Dimensions: height 101 mm, width 145 mm
Copyright: Rijks Museum: Open Domain
Curator: The object before us is a bound volume, likely dating from around 1886-1887, containing, among other texts, an aerial photograph titled "Luchtfoto van de buurt rond het Panthéon, Parijs"—an aerial view of the neighborhood around the Panthéon in Paris. Editor: It has a certain ghostly quality. All the little blocks that must be buildings are like husks viewed from above. And the page is so sepia-toned that the image looks like a dream or memory of a past era. Curator: Observe how the photograph, contained within this aged paper, presents a unique perspective, a novel way of seeing the city's architectural layout. This wasn’t possible before advancements in both photography and, presumably, aerial apparatus like balloons. We are positioned in the realm of semiotics of perspective. Editor: Right, consider the material production here: someone physically had to be in the air, in a balloon maybe, using early photographic techniques. The paper, likely handmade, bears witness to the labor involved, from producing the medium to developing the image. Think of the photographer and the production team—what labor dynamics were at play? Curator: We shouldn't lose sight of the deliberate compositional choices as well. Note how the lines converge, directing our gaze to specific focal points and revealing structural hierarchies in Parisian urbanism of the time. The Pantheon dominates, acting as a symbolic anchor in the urban tapestry. Editor: Symbolism exists materially, though.

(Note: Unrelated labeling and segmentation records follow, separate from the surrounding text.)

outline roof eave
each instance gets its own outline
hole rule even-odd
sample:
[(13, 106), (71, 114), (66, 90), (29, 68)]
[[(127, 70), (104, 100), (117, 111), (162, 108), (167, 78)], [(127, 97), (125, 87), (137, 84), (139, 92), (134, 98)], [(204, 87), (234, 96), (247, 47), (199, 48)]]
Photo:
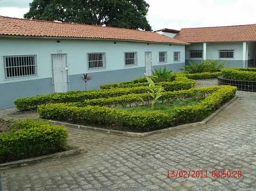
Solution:
[(182, 43), (175, 43), (171, 42), (164, 42), (164, 41), (143, 41), (138, 40), (132, 40), (126, 39), (119, 39), (119, 38), (85, 38), (85, 37), (50, 37), (44, 36), (31, 36), (31, 35), (5, 35), (0, 34), (0, 37), (9, 37), (9, 38), (48, 38), (48, 39), (82, 39), (82, 40), (110, 40), (110, 41), (126, 41), (126, 42), (136, 42), (145, 43), (156, 43), (156, 44), (166, 44), (177, 45), (189, 45), (189, 43), (185, 42)]

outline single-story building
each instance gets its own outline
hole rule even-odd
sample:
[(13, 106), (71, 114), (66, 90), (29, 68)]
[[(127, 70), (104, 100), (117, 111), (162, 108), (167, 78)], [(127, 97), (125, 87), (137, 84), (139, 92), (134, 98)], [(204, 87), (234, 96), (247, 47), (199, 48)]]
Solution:
[(185, 46), (186, 64), (212, 59), (221, 60), (226, 67), (256, 67), (256, 25), (156, 32), (190, 44)]
[(83, 90), (184, 70), (189, 43), (123, 28), (0, 16), (0, 108), (19, 98)]

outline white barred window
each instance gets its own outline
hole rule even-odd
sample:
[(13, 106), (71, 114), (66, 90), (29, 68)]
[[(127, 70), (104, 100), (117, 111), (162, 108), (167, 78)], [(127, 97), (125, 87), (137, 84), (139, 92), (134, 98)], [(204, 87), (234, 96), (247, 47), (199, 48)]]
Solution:
[(221, 50), (219, 51), (220, 58), (234, 58), (234, 50)]
[(202, 51), (190, 51), (189, 54), (190, 58), (202, 58)]
[(176, 62), (179, 61), (180, 59), (180, 52), (174, 52), (173, 53), (174, 60)]
[(126, 66), (136, 65), (138, 57), (136, 52), (124, 52), (124, 64)]
[(92, 52), (87, 53), (88, 70), (98, 69), (106, 67), (106, 53)]
[(167, 63), (167, 52), (159, 52), (159, 63)]
[(37, 75), (36, 55), (4, 56), (5, 78)]

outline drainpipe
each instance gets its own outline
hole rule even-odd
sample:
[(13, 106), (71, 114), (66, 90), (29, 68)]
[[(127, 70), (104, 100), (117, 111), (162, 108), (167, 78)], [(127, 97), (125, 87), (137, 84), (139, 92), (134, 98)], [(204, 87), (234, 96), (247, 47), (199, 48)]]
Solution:
[(206, 60), (206, 43), (203, 43), (203, 59)]
[(246, 68), (246, 42), (243, 43), (243, 67)]

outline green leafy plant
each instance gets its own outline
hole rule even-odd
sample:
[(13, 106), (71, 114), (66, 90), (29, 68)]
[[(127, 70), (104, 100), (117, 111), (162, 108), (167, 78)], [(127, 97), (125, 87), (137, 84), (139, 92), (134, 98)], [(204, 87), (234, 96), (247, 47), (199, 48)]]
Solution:
[(149, 83), (149, 91), (148, 92), (149, 96), (152, 98), (151, 108), (155, 109), (155, 103), (157, 100), (162, 96), (162, 92), (164, 91), (162, 86), (156, 86), (154, 82), (149, 77), (145, 75), (147, 80)]
[(223, 77), (232, 80), (256, 81), (256, 68), (225, 68)]
[(90, 76), (89, 76), (88, 74), (83, 74), (82, 76), (81, 76), (81, 79), (83, 80), (85, 83), (85, 89), (86, 90), (87, 89), (87, 83), (88, 81), (91, 80), (92, 78)]
[(190, 74), (219, 72), (223, 66), (224, 64), (220, 60), (206, 60), (201, 63), (191, 62), (186, 65), (186, 72)]
[[(109, 108), (97, 105), (76, 107), (75, 104), (55, 103), (41, 105), (38, 113), (41, 118), (73, 123), (105, 127), (106, 128), (145, 132), (200, 121), (236, 95), (236, 88), (230, 86), (216, 86), (207, 88), (163, 92), (162, 101), (194, 99), (199, 103), (174, 108), (171, 115), (162, 111), (150, 110), (128, 111), (123, 108)], [(147, 93), (144, 96), (147, 96)], [(140, 96), (143, 96), (140, 95)], [(99, 102), (109, 104), (114, 98)], [(150, 97), (150, 99), (153, 99)], [(87, 102), (86, 104), (90, 104)], [(93, 103), (94, 104), (94, 103)]]
[(0, 134), (0, 163), (67, 149), (67, 132), (63, 126), (36, 120), (10, 122), (13, 128)]

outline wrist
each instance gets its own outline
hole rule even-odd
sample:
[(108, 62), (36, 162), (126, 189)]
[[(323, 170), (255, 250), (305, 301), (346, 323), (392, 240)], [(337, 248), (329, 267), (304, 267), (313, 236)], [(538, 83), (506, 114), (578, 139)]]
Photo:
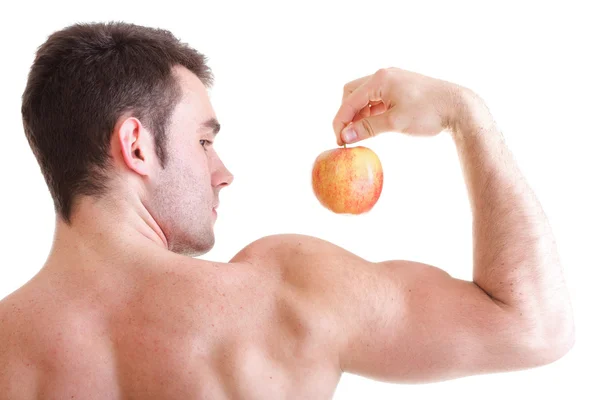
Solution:
[(472, 90), (458, 86), (451, 102), (454, 109), (448, 129), (455, 140), (479, 136), (493, 129), (495, 122), (485, 102)]

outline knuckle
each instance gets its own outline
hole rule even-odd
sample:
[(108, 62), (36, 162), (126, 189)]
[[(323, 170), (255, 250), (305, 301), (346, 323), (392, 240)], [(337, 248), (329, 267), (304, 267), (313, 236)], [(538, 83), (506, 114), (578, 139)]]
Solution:
[(395, 128), (398, 123), (398, 116), (395, 113), (388, 113), (385, 114), (383, 120), (387, 128)]
[(361, 121), (361, 123), (362, 123), (365, 133), (367, 134), (367, 137), (375, 136), (375, 131), (373, 131), (373, 126), (371, 125), (371, 122), (368, 119), (363, 119)]

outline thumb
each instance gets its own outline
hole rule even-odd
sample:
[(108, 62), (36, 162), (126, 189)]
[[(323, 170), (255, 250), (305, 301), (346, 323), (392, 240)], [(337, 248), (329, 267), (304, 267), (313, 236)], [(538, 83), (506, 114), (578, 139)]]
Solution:
[(392, 118), (389, 111), (378, 115), (362, 118), (356, 122), (349, 123), (342, 130), (342, 141), (350, 144), (372, 138), (380, 133), (393, 129)]

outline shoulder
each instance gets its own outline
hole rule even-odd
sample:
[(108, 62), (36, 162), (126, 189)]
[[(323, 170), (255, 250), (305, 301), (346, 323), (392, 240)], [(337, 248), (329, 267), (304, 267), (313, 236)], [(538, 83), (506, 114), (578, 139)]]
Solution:
[(314, 236), (302, 234), (270, 235), (255, 240), (240, 250), (231, 260), (260, 260), (269, 263), (295, 264), (314, 257), (357, 258), (346, 249)]

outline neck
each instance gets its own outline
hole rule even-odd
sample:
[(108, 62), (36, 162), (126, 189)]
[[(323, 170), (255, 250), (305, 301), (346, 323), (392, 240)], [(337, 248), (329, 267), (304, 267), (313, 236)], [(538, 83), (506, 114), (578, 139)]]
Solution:
[(82, 197), (71, 224), (57, 215), (46, 266), (137, 260), (168, 249), (163, 231), (139, 198)]

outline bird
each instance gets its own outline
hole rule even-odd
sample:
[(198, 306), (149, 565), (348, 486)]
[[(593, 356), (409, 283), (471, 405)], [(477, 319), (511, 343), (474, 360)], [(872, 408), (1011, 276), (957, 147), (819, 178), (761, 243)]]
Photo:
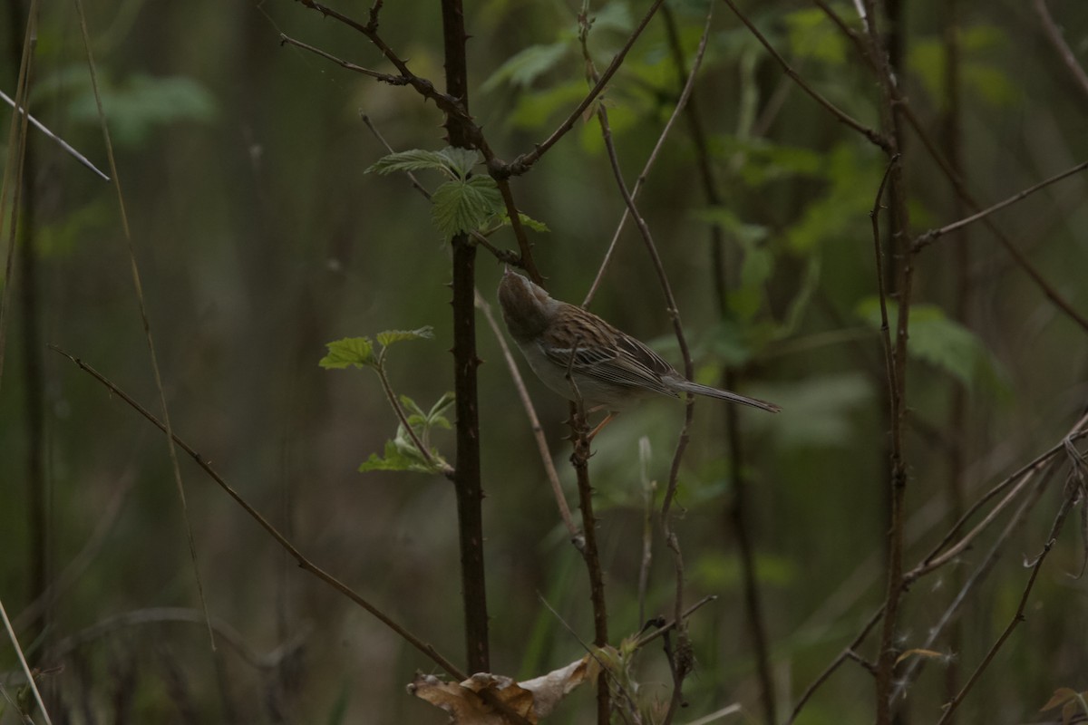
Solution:
[(544, 385), (568, 400), (581, 399), (588, 412), (608, 412), (592, 435), (616, 413), (655, 393), (679, 398), (691, 392), (781, 411), (764, 400), (689, 380), (638, 339), (588, 310), (553, 299), (509, 266), (498, 284), (498, 303), (510, 337)]

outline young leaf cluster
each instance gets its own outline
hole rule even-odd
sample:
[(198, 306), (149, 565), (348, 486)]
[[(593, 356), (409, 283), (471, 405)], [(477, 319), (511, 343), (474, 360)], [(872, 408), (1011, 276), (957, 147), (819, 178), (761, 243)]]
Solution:
[(392, 174), (433, 170), (446, 182), (431, 195), (431, 220), (447, 239), (482, 228), (505, 214), (503, 195), (495, 179), (486, 174), (473, 175), (480, 163), (480, 152), (447, 146), (441, 151), (411, 149), (379, 159), (367, 173)]
[[(369, 337), (345, 337), (329, 342), (329, 353), (319, 364), (326, 370), (346, 370), (347, 367), (370, 367), (382, 382), (385, 397), (397, 414), (400, 423), (396, 436), (385, 442), (382, 455), (371, 453), (359, 471), (416, 471), (419, 473), (448, 474), (453, 467), (442, 454), (431, 447), (431, 432), (434, 428), (450, 428), (445, 412), (454, 403), (454, 393), (447, 392), (438, 399), (429, 411), (423, 411), (408, 396), (399, 398), (393, 392), (385, 372), (386, 354), (391, 346), (406, 340), (431, 339), (434, 333), (431, 327), (419, 329), (390, 329)], [(376, 341), (376, 345), (375, 345)]]

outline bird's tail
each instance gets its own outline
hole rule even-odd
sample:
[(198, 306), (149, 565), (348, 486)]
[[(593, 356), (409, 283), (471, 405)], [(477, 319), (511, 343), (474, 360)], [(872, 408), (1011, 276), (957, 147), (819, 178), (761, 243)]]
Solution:
[(768, 403), (765, 400), (758, 400), (756, 398), (746, 398), (745, 396), (738, 395), (735, 392), (730, 392), (729, 390), (719, 390), (718, 388), (712, 388), (707, 385), (700, 385), (698, 383), (692, 383), (691, 380), (673, 380), (672, 387), (680, 392), (693, 392), (696, 396), (706, 396), (707, 398), (717, 398), (718, 400), (728, 400), (733, 403), (741, 403), (743, 405), (751, 405), (752, 408), (758, 408), (759, 410), (765, 410), (768, 413), (778, 413), (782, 409), (775, 403)]

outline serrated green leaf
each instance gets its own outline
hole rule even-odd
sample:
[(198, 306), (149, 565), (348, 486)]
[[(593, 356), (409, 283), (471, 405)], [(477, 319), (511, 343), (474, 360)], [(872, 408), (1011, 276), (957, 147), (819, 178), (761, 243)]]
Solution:
[(447, 146), (438, 153), (446, 160), (448, 168), (460, 178), (468, 176), (472, 167), (483, 159), (475, 149), (462, 149), (456, 146)]
[[(880, 302), (877, 298), (862, 300), (857, 312), (875, 329), (880, 328)], [(888, 324), (893, 336), (898, 322), (899, 308), (889, 301)], [(994, 392), (1007, 392), (1004, 376), (982, 341), (969, 329), (950, 320), (936, 304), (911, 305), (907, 351), (912, 357), (943, 370), (968, 390), (985, 383)]]
[(480, 228), (503, 207), (503, 195), (490, 176), (446, 182), (431, 197), (431, 218), (447, 238)]
[[(547, 228), (547, 225), (544, 224), (544, 222), (537, 222), (536, 220), (534, 220), (529, 214), (524, 214), (522, 212), (518, 212), (518, 220), (521, 222), (522, 225), (528, 226), (533, 232), (551, 232), (552, 230), (552, 229)], [(509, 226), (509, 224), (510, 224), (510, 214), (506, 210), (503, 210), (502, 226)]]
[(483, 82), (480, 90), (490, 93), (504, 83), (527, 88), (536, 78), (555, 67), (570, 47), (567, 41), (553, 42), (548, 46), (529, 46), (499, 65), (498, 70)]
[(403, 342), (405, 340), (430, 340), (434, 337), (434, 328), (426, 325), (417, 329), (386, 329), (374, 337), (378, 338), (379, 345), (387, 348), (394, 342)]
[(329, 354), (318, 362), (322, 367), (342, 370), (349, 365), (362, 367), (375, 364), (374, 343), (370, 341), (369, 337), (345, 337), (329, 342), (325, 347), (329, 348)]
[(424, 168), (434, 168), (448, 173), (449, 160), (438, 151), (409, 149), (408, 151), (397, 151), (396, 153), (382, 157), (368, 166), (363, 174), (371, 172), (392, 174), (394, 172), (422, 171)]

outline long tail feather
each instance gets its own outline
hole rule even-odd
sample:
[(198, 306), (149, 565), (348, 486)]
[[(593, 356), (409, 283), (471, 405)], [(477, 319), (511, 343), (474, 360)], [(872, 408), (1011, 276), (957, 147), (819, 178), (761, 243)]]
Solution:
[(707, 398), (717, 398), (718, 400), (728, 400), (734, 403), (741, 403), (742, 405), (751, 405), (752, 408), (758, 408), (759, 410), (765, 410), (769, 413), (778, 413), (782, 409), (775, 403), (768, 403), (765, 400), (758, 400), (756, 398), (747, 398), (735, 392), (730, 392), (729, 390), (719, 390), (718, 388), (712, 388), (706, 385), (700, 385), (698, 383), (692, 383), (691, 380), (685, 380), (683, 378), (678, 380), (670, 380), (672, 388), (679, 390), (680, 392), (693, 392), (696, 396), (706, 396)]

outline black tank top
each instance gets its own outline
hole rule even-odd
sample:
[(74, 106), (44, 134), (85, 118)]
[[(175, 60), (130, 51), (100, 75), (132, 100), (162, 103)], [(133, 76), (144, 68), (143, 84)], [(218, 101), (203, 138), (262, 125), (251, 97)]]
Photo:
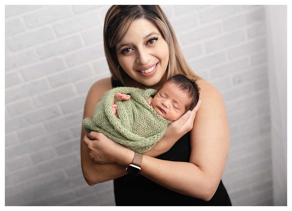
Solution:
[[(113, 87), (122, 86), (112, 78)], [(191, 153), (190, 134), (180, 138), (158, 159), (188, 162)], [(231, 206), (228, 194), (221, 181), (212, 198), (206, 201), (166, 188), (145, 177), (129, 174), (114, 180), (117, 206)]]

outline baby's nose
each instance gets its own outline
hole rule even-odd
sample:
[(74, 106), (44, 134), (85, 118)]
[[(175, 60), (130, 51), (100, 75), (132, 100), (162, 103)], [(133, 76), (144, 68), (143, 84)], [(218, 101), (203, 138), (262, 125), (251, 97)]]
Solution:
[(168, 103), (167, 102), (167, 101), (164, 100), (162, 101), (161, 103), (161, 104), (165, 106), (167, 108), (168, 108), (169, 107)]

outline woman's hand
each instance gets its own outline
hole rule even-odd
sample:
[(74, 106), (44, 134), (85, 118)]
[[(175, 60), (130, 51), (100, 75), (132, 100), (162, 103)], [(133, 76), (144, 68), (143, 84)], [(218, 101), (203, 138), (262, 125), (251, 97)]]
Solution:
[[(101, 133), (92, 131), (86, 135), (83, 142), (86, 145), (89, 156), (100, 163), (115, 163), (125, 165), (131, 161), (127, 159), (134, 152), (116, 142)], [(127, 156), (128, 157), (127, 157)], [(130, 160), (131, 159), (130, 158)]]
[(153, 98), (151, 96), (148, 97), (148, 99), (147, 99), (147, 102), (148, 103), (148, 105), (153, 108), (153, 106), (152, 105), (152, 100), (153, 100)]

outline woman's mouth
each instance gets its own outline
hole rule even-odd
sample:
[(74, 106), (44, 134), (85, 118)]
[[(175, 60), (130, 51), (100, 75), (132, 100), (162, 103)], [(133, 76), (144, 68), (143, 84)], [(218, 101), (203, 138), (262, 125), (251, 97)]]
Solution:
[(140, 68), (136, 70), (138, 73), (146, 77), (152, 76), (156, 72), (158, 67), (158, 63), (153, 65), (152, 66), (149, 67), (145, 70)]
[(152, 71), (154, 69), (154, 68), (155, 68), (156, 66), (156, 64), (156, 64), (155, 65), (151, 67), (150, 68), (147, 69), (147, 70), (138, 70), (138, 71), (140, 71), (141, 73), (150, 73), (151, 72), (152, 72)]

The photographic print is a reproducible object. So the work, in the context of printing and circulating such an image, suggests changing relationships with land, ownership, and knowledge. How does the proliferation of such images influence the real-world layout of the city? Curator: Fair enough, though my view focuses on how it operates pictorially; as a system of marks implying forms and the relationship among the forms to create an image which itself points to broader historical ideas about art's possibilities. Editor: Well, looking at the texture of this old paper and at this fascinating, faint record of Paris in print, reminds us of all the people it took to capture and preserve this unique historical perspective, and it helps us grasp both the abstract and concrete elements of their labor.